Welcome to the CVPR 2020 tutorial on Neural Rendering!
The tutorial has ended. You can watch the full sessions here:
Neural rendering is a new class of deep image and video generation approaches that enable explicit or implicit control of scene properties such as illumination, camera parameters, pose, geometry, appearance, and semantic structure. It combines generative machine learning techniques with physical knowledge from computer graphics to obtain controllable and photo-realistic outputs.
This tutorial teaches the fundamentals of neural rendering and summarizes recent trends and applications. Starting with an overview of the underlying graphics, vision and machine learning concepts, we discuss critical aspects of neural rendering approaches. Specifically, our emphasis is on what aspects of the generated imagery can be controlled, which parts of the pipeline are learned, explicit vs. implicit control, generalization, and stochastic vs. deterministic synthesis. Next, we focus on the many important use cases for the described algorithms such as novel view synthesis, semantic photo manipulation, facial and body reenactment, relighting, free-viewpoint video, and the creation of photo-realistic avatars for virtual and augmented reality telepresence. Finally, we conclude with a discussion of the social implications of this technology and investigate open research problems.

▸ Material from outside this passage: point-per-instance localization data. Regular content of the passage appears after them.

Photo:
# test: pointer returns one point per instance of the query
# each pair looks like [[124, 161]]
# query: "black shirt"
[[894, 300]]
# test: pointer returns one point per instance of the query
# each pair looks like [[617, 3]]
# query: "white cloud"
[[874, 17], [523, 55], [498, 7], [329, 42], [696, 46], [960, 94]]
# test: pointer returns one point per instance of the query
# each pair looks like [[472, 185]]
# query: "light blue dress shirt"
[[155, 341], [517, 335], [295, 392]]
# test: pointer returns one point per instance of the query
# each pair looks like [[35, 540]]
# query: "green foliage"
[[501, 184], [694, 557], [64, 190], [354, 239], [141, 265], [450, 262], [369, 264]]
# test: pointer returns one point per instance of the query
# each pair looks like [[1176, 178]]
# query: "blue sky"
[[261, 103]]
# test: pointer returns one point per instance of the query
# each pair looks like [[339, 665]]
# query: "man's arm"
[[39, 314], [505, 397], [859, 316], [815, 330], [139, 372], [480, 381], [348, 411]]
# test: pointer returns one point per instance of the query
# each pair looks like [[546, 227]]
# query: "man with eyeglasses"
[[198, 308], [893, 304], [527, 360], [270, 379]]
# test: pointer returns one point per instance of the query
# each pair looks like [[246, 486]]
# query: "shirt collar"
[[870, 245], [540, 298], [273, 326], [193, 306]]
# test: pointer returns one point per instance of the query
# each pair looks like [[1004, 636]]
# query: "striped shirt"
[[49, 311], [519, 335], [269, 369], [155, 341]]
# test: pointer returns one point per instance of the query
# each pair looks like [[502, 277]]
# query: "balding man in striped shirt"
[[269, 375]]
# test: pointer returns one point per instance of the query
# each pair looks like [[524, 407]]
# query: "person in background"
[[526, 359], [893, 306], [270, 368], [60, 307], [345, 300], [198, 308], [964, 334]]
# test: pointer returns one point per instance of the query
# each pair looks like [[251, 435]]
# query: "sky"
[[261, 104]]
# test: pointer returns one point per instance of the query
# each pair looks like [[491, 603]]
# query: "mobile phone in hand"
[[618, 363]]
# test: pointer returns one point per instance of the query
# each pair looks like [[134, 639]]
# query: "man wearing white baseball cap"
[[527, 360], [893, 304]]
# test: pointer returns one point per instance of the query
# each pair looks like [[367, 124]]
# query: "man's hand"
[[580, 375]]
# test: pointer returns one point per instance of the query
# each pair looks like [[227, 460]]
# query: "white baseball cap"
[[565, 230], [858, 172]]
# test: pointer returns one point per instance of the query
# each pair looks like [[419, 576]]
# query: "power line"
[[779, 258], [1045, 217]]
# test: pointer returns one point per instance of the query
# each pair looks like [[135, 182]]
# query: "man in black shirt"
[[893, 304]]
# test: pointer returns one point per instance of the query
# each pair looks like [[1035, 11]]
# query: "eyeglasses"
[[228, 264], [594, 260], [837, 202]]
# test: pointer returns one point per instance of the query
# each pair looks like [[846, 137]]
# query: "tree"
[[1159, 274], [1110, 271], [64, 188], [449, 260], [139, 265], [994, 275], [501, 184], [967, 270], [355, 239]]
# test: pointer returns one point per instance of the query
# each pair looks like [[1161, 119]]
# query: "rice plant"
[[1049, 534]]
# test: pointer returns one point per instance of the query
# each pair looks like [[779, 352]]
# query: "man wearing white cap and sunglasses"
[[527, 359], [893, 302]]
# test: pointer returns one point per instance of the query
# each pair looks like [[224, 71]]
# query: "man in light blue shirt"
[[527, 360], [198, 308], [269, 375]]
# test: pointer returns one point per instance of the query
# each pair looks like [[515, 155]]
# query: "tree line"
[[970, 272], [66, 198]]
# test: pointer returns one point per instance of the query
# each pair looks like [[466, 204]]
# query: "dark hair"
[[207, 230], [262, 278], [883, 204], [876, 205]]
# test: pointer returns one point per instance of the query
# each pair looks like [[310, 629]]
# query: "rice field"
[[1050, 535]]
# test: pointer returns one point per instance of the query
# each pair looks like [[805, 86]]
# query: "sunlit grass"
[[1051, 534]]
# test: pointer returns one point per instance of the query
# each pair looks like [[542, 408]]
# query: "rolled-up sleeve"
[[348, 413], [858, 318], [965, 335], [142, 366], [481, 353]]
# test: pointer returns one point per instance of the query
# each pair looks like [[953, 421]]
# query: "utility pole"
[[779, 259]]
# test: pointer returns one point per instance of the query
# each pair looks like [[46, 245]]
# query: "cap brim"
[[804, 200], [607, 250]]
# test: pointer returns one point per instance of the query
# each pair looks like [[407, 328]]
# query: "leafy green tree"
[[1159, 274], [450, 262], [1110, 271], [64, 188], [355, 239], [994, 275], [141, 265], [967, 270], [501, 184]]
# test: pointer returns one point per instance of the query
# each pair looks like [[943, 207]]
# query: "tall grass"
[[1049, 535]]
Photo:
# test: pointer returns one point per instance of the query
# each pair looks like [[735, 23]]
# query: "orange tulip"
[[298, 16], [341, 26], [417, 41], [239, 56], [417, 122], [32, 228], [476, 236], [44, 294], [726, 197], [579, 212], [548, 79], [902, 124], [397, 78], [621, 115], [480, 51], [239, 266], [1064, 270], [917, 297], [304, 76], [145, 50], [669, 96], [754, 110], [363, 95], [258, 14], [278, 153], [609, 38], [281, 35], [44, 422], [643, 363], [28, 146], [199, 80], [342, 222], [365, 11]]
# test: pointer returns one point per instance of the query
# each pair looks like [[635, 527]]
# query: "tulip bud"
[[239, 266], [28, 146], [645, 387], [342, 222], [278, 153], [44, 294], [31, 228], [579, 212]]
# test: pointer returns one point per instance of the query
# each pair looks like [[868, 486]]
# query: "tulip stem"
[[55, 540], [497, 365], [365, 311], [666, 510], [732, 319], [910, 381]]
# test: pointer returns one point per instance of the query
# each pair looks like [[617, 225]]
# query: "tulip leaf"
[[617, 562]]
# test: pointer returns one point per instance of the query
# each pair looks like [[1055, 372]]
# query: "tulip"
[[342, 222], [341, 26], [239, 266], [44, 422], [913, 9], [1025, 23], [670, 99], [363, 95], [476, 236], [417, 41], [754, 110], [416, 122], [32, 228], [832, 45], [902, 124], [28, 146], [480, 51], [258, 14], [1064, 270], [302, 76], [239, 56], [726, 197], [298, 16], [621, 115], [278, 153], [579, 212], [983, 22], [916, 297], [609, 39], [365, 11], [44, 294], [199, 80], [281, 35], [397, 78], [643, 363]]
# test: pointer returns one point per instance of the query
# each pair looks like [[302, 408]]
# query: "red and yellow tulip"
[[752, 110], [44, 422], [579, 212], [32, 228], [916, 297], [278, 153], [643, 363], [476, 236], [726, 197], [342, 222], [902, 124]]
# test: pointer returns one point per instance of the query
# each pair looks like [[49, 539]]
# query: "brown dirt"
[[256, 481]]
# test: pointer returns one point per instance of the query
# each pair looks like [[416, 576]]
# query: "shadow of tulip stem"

|09:00–09:15||Welcome and Introduction||Michael Zollhöfer|
|09:15–09:30||Fundamentals, Taxonomy, Neural Rendering||Ayush Tewari|
|Semantic Photo Synthesis and Manipulation|
|09:40–10:00||Semantic Image Synthesis with Spatially-Adaptive Normalization||Taesung Park|
|Facial Reenactment & Body Reenactment|
|10:35–11:00||Neural Rendering for High-Quality Synthesis of Human Portrait Video and Images||Christian Theobalt|
|11:00–11:20||Neural Rendering for Virtual Avatars||Aliaksandra Shysheya|
|Novel View Synthesis|
|11:30–11:50||Neural Rerendering in the Wild||Moustafa Meshry|
|11:50–12:10||NeRF: Representing Scenes as Neural Radiance Fields for View Synthesis||Ben Mildenhall|
|Learning to Relight|
|13:30–13:50||Multi-view Relighting Using a Geometry-Aware Network||Julien Philip|
|13:50–14:10||Neural Inverse Rendering||Abhimitra Meka|
|Free Viewpoint Videos|
|14:20–14:40||Neural Rendering for Performance Capture||Rohit K. Pandey|
|14:40–15:00||Neural Volumes: Learning Dynamic Renderable Volumes from Images||Stephen Lombardi|
|15:30–15:45||Social Implications, Open Challenges, Conclusion||Ohad Fried|
The tutorial is based on this Eurographics 2020 state-of-the-art report.
Ayush Tewari, Ohad Fried, Justus Thies, Vincent Sitzmann, Stephen Lombardi, Kalyan Sunkavalli, Ricardo Martin-Brualla, Tomas Simon, Jason Saragih, Matthias Nießner, Rohit K. Pandey, Sean Fanello, Gordon Wetzstein, Jun-Yan Zhu, Christian Theobalt, Maneesh Agrawala, Eli Shechtman, Dan B. Goldman, Michael Zollhöfer.
June 15th, 2020, 9:00–16:30 PT.
CVPR 2020 is now a fully virtual conference.